I really don't think anyone with twins can be expected to look up book quotes, now tell me. Do you think they can?
** a second note: As I finished writing this, I've thought of so many other things that I have in common with Anne. (The mere fact that I can't shut up about this idea might be an example.) Besides our penchant for hyperboles, (er... and big words), for loving things merely because they're pretty, for having wild and busy imaginations and loving books like a drunkard loves liquor:
1. We both have a fierce love and passion for our friends, and finding and maintaining friendships.
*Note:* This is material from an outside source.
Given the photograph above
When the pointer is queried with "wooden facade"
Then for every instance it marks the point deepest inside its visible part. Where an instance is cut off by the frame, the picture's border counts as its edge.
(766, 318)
I actually think that being a good is one of my "special skills."
I'm good at remembering to call on birthdays, I'm good at engaging people in conversations, and I'm good at falling head over heels in love with many people around me and wanting to be bosom friends with many different people and support and serve them. I even have my own Diana Barry (but her name is Lauren).
2. I found an amazing husband who is the perfect combination of men for Anne. A little bit of Gilbert Blithe and a little bit of Mathew Cuthbert. He is passionate about improving the world around him, handsome, smart, funny, and engaging. Adventurous! Hardworking! (Did we mention handsome?) But, he also is often content to just listen to me, to let me talk and dream aloud, to support when I need it and just nod along when I don't need anything but an ear. Just as Matthew was content to listen to Anne without contributing to conversations, sometimes Travis will call home from his travels and say, "You just talk to me, and don't make me do any talking."
Which actually usually suits me fine. I have a lot to say about this lovely old world, even if I never do anything exciting in it.
3. Twins. Obviously. Need anymore be said on that?
Okay, Annes. Come out of the woodwork wherever you are. I could always use a few more kindred spirits. Fess up and tell me that you're out there and you, at least, don't think that I'm a crazy person. (Whatever, Josie Pye. Your opinion of us isn't important.)